Nouveautés 2019 – France Télécom "Les blessures humaines ont été nombreuses"

By | 22 mai 2019

Commentaires glaçants. Au début de la troisième semaine du procès de France Télécom, le témoignage de l'avocat de Monique Fraysse-Guiglin brossait un tableau apocalyptique de la nouvelle souffrance de la société, supprimant 22 000 emplois de 2006 à 2009. Le médecin revient dans le temps à travers le récit qui s'étend du tribunal pénal de Paris. En 1994, il s'est rendu chez l'opérateur de Grenoble (Isère), qui a vu "un être inhumain qui n'aurait jamais pensé à France Télécom". Depuis 2007, la machine est en concurrence. Alors que «la réorganisation des services, l'étiquetage, la mobilité forcée» augmentent, le médecin note que nous faisons de notre mieux pour déstabiliser nos employés. Au milieu de l'année, se développent "les syndromes anxiolytique-dépressifs, les troubles du sommeil, les addictions, … les syndromes anxiolytique-dépressifs, les consultations spontanées.

Visages traumatisés par des examens forcés

Les prénoms des personnes en conflit avec le plan apparaissent, essentiels pour la statistique des chiffres sur lesquels les anciens dirigeants et les prévenus préfèrent se mettre en refuge. Monique Fraysse-Guiglini se souvient des visages paralysés dans son bureau, traumatisés par des examens forcés. Daniel a annoncé que sa position avait changé au téléphone. Abasourdi, il ne se souvient pas comment il est rentré à la maison. Un autre employé s'égare devant son manager pour s'étouffer. "Cela vous donne une idée de la brutalité des annonces. (…) Les dirigeants étaient obsédés par le maintien des objectifs. Je l'utilisais aussi souvent que j'aurais pu économiser si je disais les employés. Il écrit à Georges, un agent souffrant de la maladie de Charcot (une pathologie neurodégénérative mortelle), pour l'empêcher de se transmettre. "Votre patron était en colère, il a tout fait pour le découvrir." "

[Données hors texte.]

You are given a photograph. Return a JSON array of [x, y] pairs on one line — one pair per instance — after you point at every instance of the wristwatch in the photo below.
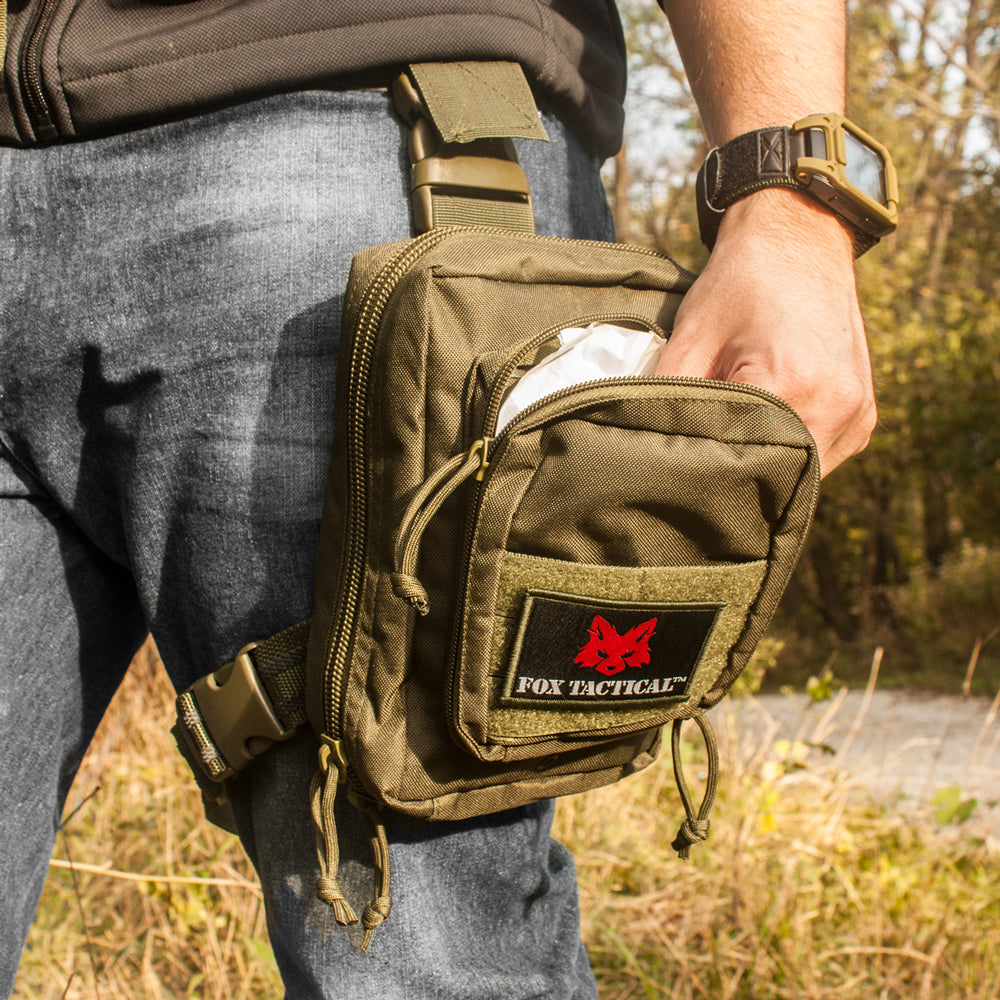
[[826, 156]]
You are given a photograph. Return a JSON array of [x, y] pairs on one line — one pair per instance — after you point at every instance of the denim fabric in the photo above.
[[169, 313]]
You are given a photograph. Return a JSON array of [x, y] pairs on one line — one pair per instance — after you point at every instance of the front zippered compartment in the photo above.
[[30, 66], [495, 456]]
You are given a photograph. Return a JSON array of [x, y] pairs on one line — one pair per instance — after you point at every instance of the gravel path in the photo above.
[[897, 743]]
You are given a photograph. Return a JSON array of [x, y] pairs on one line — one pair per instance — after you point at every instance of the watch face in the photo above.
[[865, 168]]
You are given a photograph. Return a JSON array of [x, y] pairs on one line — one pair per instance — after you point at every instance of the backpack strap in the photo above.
[[464, 171], [464, 167]]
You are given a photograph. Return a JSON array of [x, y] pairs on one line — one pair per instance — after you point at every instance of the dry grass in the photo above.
[[807, 889], [159, 903]]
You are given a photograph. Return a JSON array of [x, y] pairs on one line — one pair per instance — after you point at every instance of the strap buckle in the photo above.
[[480, 182], [227, 718]]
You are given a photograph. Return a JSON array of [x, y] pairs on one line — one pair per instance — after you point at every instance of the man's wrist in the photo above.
[[789, 223]]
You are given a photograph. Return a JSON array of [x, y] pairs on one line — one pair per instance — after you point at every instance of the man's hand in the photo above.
[[776, 304], [776, 307]]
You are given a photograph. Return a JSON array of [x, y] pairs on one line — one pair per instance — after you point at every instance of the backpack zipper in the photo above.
[[30, 59]]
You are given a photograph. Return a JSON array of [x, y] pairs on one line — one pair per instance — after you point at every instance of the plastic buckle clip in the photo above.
[[237, 713], [482, 169]]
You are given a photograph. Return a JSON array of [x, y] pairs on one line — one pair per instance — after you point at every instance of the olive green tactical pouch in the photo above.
[[506, 616]]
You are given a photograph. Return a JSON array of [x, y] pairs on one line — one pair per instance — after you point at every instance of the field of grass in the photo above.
[[807, 890]]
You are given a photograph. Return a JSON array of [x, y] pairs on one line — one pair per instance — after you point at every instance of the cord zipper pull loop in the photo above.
[[323, 793], [695, 828], [377, 910], [422, 507]]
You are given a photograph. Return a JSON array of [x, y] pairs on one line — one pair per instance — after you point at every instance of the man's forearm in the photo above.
[[776, 305], [755, 64]]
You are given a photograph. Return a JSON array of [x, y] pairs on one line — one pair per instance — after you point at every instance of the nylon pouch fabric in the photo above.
[[506, 616]]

En 2007, la direction a créé les cellules pour réduire l’inconfort. Monique Fraysse-Guiglini refuse de prendre part à ce qui est "une attaque délibérée contre l'éthique médicale". Au cours de cette période, France Télécom continue de tomber dans la crise. Entre 2008 et 2009, les consultations externes ont augmenté de 218 à 317. En 2010, à la demande de l'employé, la proportion de la médecine du travail était de 19%. "Très haut", dit-il. La même année, son collègue, le Dr Morel, démissionne enfin et condamne "l'adaptation au travail forcé".

Monique Fraysse-Guiglini et ses collègues appellent à plusieurs reprises Olivier Barberot, ancien directeur des ressources humaines, mais "ne prend aucune mesure". Un cadre ose répondre au médecin: "Mais le médecin, vous les écoutez trop. "" Vous apprendrez les cas de suicide des syndicats et de la presse, pas votre hiérarchie. "

Le processus de la parole brutale

Ces drames humains contrastent fortement avec bon nombre des accusations formulées par l'accusé, qui réduisent le personnel. Lundi, Didier Lombard, l'ancien PDG, n'avait toujours pas pris part à l'une de ses expulsions catastrophiques annoncée le 20 octobre 2006 à la Upper Leaders 'Association (Acsed). Celui qui a promis de faire les 22 000 départs de la "fenêtre ou de la porte" comme si pendant un moment ne connaissait pas cette expression, provoquant un rire contrarié dans la pièce. "Je me suis dit:" Ce n'est pas moi qui ai dit que ce n'était pas possible. "(…) C'est une phrase stupide, je suis désolé si cela a des conséquences négatives", commence-t-il avec un euphémisme embarrassant. Me Jean-Paul Teissonnière, avocat des parties civiles, revient sur le processus de brutalisation du discours, empêchant le discours susceptible d'empêcher les dirigeants. "Si tel est le cas, je suis désolé des effets secondaires que nous venons de décrire", déclare Didier Lombard, qui rejette les faits.